Cisco機器のレイヤー2でよくあるトラブルと対処法

概要

レイヤー2とは、OSI参照モデルのデータリンク層にあたります。
レイヤー2の機器は、ひとつのイーサネット内で、MACアドレスに基づいてデータ転送する特徴があります。IPアドレスに基づいたルーティングをしないことが、レイヤー3スイッチやルータと異なる点です。
今回は、Cisco機器のレイヤー2でよくあるトラブルと対処法を紹介します。

Cisco機器のレイヤー2でよくあるトラブル

Cisco機器のレイヤー2でよくあるトラブルは以下の通りです。

  • MACアドレスの重複
  • VLANの設定の誤り
  • STPの誤り
  • ポート設定の誤り

これらのトラブルによって、機器のリンクが上がっているのに通信ができないといった問題が起こります。

Cisco機器のレイヤー2トラブルの対処法

以下では、Cisco機器のレイヤー2トラブルの原因と対処法を解説します。

MACアドレスの重複

同じMACアドレスを持つデバイスがネットワークに接続されると、衝突が発生し、通信が妨げられることがあります。
問題を解消するためには、MACアドレスを変更するか、重複するMACアドレスを持つデバイスをネットワークから切断する必要があります。
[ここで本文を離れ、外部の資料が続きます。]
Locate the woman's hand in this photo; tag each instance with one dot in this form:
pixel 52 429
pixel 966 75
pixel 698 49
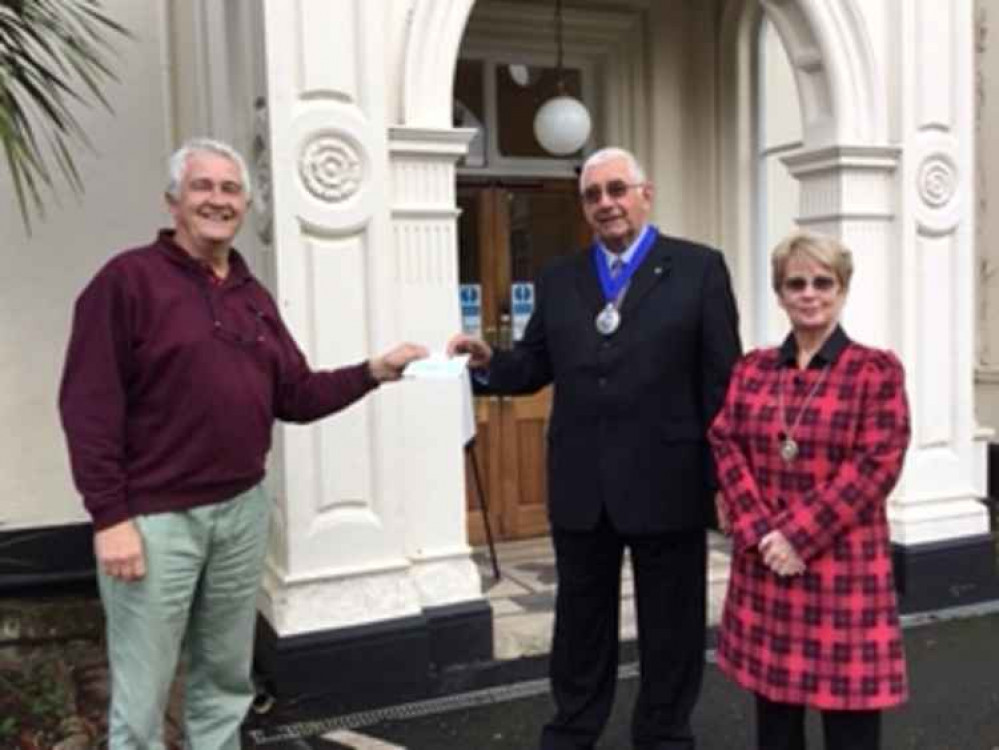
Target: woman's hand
pixel 724 522
pixel 780 556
MACアドレスの重複を確認するためには、全てのNW機器のARPテーブルを確認して、そのMACアドレスがどのポートにつながっているかを追っていきます。
また、MACアドレステーブルが古い場合も、通信ができなくなる可能性があります。スイッチは、MACアドレスを利用して効率的にデータを転送しています。この時使用するのが「MACアドレステーブル」です。MACアドレステーブルには、スイッチのポートと、その先に接続されている機器のMACアドレスの対応が登録されています。
スイッチは接続されている機器からフレームを受信すると、受信したポートと<ACアドレスをセットにしてMACアドレステーブルに登録します。しかし、対向の機器の接続を変えた際に、MACアドレステーブルが古いままだと、誤ったポートにフレームを転送してしまう可能性があります。
この場合は、一度MACアドレステーブルに登録された情報を削除して、再度テーブルを作成する必要があります。

VLAN設定の誤り

VLANが正しく設定されていない場合、トラブルが発生することがあります。VLAN-IDを間違えている場合、ITアドレスが正しくても、異なるVLAN-IDを設定したポート間では通信ができません。VLANを正しく設定するためには、各ポートが正しいVLANに所属しているかを確認する必要があります。
また、タグ付きのVLANを利用する場合は、カプセル化タイプを使用します。このカプセル化タイプが対向機器と異なると通信できません。カプセル化タイプは「IEEE802.1Q」が一般的ですが、Cisco機器では、「ISL(Inter-Switch Link)」と呼ばれるCisco独自のカプセル化タイプが初期設定として設定されています。そのため、機器間でVLANのカプセル化タイプが統一されているか確認する必要があります。

STPの誤り

STP(スパニングツリープロトコル)は、ネットワーク内でループが発生しないようにするためのプロトコルです。しかし、STPの設定が間違っていると、ネットワークにループが発生することで通信が不安定になったり、ネットワーク全体がダウンする可能性があります。
問題を解決するために、まずはshow spanning-treeコマンドを使用してSTPの設定を確認します。設定自体に問題が見つからない場合は、no spanning-treeコマンドで一時的にSTPを無効にして問題を特定します。

ポート設定の誤り

ポートが正しく設定されていない場合、通信が妨げられることがあります。例えば、speedやduplexが正しく設定されていない状態です。片方が自動設定のfull-duplex、対向先のポートが10-duplexなどの手動設定の場合は、speedの不一致でポートがerrDisable状態となります。
この状態を解消するためには、まずshow interfaces statusコマンドで、speed/duplexを確認し、対向機器との設定差異を確認します。speed/duplexが一致していない場合は自動設定もしくは手動設定のどちらかに統一します。